Inequality among doctors means inequality for patients
As implementation of the Affordable Care Act begins in the US, it is time to examine medical institutions themselves.
Is woman to nurse as man is to doctor? At face value, the answer is an obvious, resounding, “No!”
Indeed, the question itself may seem silly considering the historic advancements of women over the past century. It may also seem frivolous to pose this question in the wake of the Affordable Care Act (ACA), which promises to improve access to care for millions of Americans. And while the ACA is a critical step in improving Americans’ health, it does not improve the gender gap within medicine itself. Many healthcare providers can attest to the subtle – and sometimes blatant – gender biases that remain pervasive in medicine. Despite tremendous achievements over the last several decades, women physicians still face barriers to professional advancement. Physicians and patients alike should be alarmed at this fact. How can we physicians truly provide quality, equitable care to our patients when we fail to recognise and combat our own institutional biases?
In the last several decades, medicine has been increasingly accessible to women, who now comprise nearly half of all medical students in the US. Women have also made significant headway in traditionally male-dominated specialties, such as general surgery, and are particularly prominent in specialties such as obstetrics/gynecology and pediatrics. This progress is encouraging, but misleading if not viewed in a broader context. Women make up only a third of physicians today. They remain underrepresented in a number of subspecialties, earn 37 percent less than their male colleagues, and get promoted lessoften in academic medicine than their male counterparts.

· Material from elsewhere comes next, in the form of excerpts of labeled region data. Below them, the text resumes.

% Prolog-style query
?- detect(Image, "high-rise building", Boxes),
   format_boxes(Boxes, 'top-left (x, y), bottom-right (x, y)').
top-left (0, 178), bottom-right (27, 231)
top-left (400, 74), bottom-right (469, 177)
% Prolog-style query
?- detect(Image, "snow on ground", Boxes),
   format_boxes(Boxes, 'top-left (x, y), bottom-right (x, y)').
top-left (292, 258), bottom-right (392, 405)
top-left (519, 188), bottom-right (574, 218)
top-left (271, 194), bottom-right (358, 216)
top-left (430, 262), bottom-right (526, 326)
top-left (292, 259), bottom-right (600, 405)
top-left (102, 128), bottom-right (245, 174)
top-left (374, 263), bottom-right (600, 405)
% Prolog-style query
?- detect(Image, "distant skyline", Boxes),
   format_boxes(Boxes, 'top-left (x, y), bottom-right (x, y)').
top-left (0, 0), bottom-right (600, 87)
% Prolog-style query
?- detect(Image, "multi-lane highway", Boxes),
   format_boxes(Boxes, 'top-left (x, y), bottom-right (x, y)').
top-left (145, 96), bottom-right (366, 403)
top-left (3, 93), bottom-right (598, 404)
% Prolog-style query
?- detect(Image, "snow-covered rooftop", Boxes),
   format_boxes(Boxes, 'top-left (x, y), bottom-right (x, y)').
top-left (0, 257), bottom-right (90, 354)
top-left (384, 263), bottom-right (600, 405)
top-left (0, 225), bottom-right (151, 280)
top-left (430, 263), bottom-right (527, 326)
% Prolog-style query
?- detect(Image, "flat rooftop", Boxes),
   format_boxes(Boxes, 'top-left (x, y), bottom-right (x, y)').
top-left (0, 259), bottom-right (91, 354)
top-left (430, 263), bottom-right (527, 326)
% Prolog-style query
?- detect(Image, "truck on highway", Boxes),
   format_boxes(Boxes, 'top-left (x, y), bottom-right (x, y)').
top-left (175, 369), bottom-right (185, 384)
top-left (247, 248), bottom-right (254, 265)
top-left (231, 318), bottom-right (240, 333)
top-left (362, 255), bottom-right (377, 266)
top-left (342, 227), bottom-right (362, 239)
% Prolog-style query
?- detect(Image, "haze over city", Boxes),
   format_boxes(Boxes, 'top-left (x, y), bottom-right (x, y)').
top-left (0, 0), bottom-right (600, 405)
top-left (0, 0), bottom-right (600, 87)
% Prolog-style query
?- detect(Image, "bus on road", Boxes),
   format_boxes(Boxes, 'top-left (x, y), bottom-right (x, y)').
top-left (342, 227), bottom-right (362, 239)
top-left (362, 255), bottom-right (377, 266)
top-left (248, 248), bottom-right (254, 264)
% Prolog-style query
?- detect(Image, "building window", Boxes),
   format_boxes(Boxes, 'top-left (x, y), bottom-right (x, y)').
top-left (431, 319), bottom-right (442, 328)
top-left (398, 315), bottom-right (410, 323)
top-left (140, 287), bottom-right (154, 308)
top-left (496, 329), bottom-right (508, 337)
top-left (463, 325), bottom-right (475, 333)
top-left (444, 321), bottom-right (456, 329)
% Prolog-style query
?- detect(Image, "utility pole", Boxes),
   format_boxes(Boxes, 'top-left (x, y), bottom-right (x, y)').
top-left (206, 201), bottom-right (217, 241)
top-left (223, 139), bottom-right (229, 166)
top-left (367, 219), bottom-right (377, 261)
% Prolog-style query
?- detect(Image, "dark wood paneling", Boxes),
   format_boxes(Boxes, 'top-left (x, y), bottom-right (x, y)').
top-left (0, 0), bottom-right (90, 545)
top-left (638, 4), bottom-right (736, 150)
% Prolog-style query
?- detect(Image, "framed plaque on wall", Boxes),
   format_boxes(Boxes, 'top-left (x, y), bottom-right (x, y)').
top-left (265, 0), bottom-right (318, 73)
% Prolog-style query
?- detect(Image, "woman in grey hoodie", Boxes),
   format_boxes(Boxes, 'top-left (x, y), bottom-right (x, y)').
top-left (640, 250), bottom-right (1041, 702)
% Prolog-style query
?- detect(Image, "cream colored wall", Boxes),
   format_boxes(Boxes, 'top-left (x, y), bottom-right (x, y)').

As in other fields, many people have weighed in to explain this discrepancy, suggesting that women do not value monetary compensation and therefore gravitate towards lower paying specialties than men. They have also suggested that women under-perform in medicine because they are not professionally driven, choosing to prioritise personal responsibilities at the expense of career advancement and economic gain. Yet it is impossible to believe that these women, who’ve sacrificed so much to practice medicine, can be accused of being unambitious. And even if we take these allegations seriously, the gender disparity persists when these factors are controlled for in studies. Women are simply not rewarded or recognised for similar work performed by men.
The ability to provide fair and equitable treatment is inherently linked to our ability to create supportive, fair institutions.
Gender bias and work environment
The problem, then, is not that women choose the “wrong” specialty or do not care enough about their careers. It is that gender bias and discrimination are pervasive in medicine. Despite laws forbidding such practices, women are often questioned in job interviews about their intentions to start families or become pregnant. They are viewed with suspicion when they interview for jobs, their colleagues often wondering silently – or even out loud – if their right to maternity leave will shift the burden of work to other physicians who have to cover the workload. I have heard this from many female physicians over the years, and I doubt that male physicians are similarly questioned about their intentions to have families and what this will mean for the work environment.
Studies have also shown that women do not enjoy the same level of professional status as male physicians. Women are often targets of gender stereotyping and discrimination. As a female physician, I, like so many others, have experienced this personally. As one of my female colleagues very matter-of-factly asked me, “How many times have you been mistaken for a nurse?” I nodded in agreement, thinking of the multiple occasions when I have walked into patients’ rooms as they were speaking on the phones and heard them say, “I’ll have to call you back, my nurse is here.” And while the assumption is neither meant nor construed as an insult – I am proud to work alongside some of the best and hardest working male and female nurses – it is indicative of an inherent gender bias. Most patients are embarrassed by their presumptions when they are pointed out, but I wonder if they are aware of it the next time they are taken care of by a female physician.
Other manifestations of sexism are more subtle. I have walked into rooms and noticed that male doctors garner more attention than I do from patients. Is that because they are male, taller, or because they are viewed with curiosity? I am not sure. Still, the evidence points towards a pervasive double standard. For example, when patients were surveyed on attitudes about physicians’ dress, they tended to place greater importance on the clothing of women physicians than men’s. The implication is clear: Women have to “dress the part” in order to prove themselves. Competence is not a given.
It is important to realise that these inequities in medicine belong to everyone – male and female, physician and patient. Illness is an inevitable fact of life. It renders each of us scared and vulnerable, in need of compassionate, humane care. It is the physicians’ duty to provide that care to each of the patients. You deserve nothing less. But the ability to provide fair and equitable treatment is inherently linked to our ability to create supportive, fair institutions.
Sexism in medicine is not isolated – just ask female investment bankers or athletes – but it is of consequence. Physicians strive to treat all patients with dignity. We study for years and work nights, weekends, and holidays to accomplish this goal. Our institutional and professional structures must reflect this. Our health and wellbeing depend on it.
Bisan Salhi, MD, is a Clinical Educator in Emergency Medicine and a PhD student in the Department of Anthropology at Emory University. She is currently an Op Ed Project Public Voices Fellow.